One major problem emerged immediately. Mr. Christie declared in the address that he had an agreement with the state’s largest teachers’ union to solve the pension problem, but the union countered that it had agreed only to a framework, and to keep talking. He offered no details as to how he would meet the obligations the judge said had to be made — to pay the full pension payments that were due this year under the legislation he signed in 2011. The governor fell short of that amount by about $1.57 billion. For next year, the governor proposed making another partial payment — $1.3 billion instead of the $2.9 billion called for in the 2011 legislation.

Another Christie proposal would require local government, including school districts, to finance their employees’ pensions, rather than leaving the state to do so as it currently does.

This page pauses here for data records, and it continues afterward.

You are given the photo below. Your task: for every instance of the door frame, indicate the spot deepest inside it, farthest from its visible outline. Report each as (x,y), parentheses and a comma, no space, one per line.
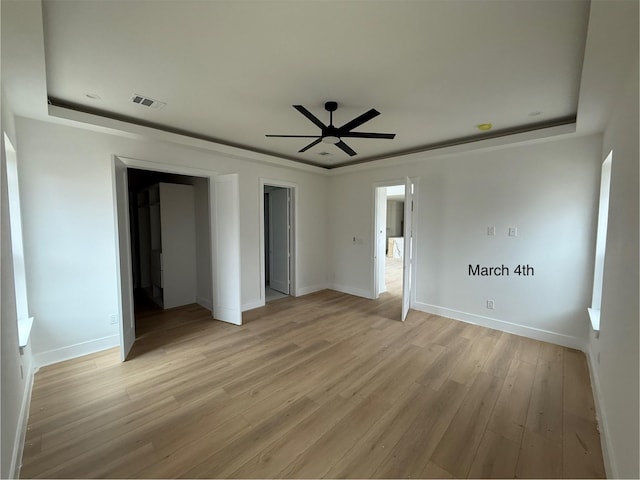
(293,238)
(124,292)
(375,293)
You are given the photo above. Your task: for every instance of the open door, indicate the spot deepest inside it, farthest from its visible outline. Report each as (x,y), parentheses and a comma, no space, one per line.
(226,208)
(380,241)
(279,242)
(125,295)
(408,247)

It is unclear where that money would come from, as state law caps property tax increases at 2 percent and the Governor did not specify how localities were to develop the funding necessary to cover the new expense.

The governor’s proposal was although noteworthy in that it excluded any proposal for new or increased taxes as a potential source of revenue to finance pension and health benefit costs associated with the need to make up the State’s long existing pension shortfall. It does include a $1.3 billion payment for pensions but this appears to be below the required level of funding required by legislation enacted in 2011. There was no mention of the State’s Transportation Trust Fund difficulties. Should the proposals be adopted intact – something we see as unlikely – there would appear to be little prospect of relief on the horizon for the State’s beleaguered bond ratings based on this presentation. All in all a negative day for New Jersey bond holders.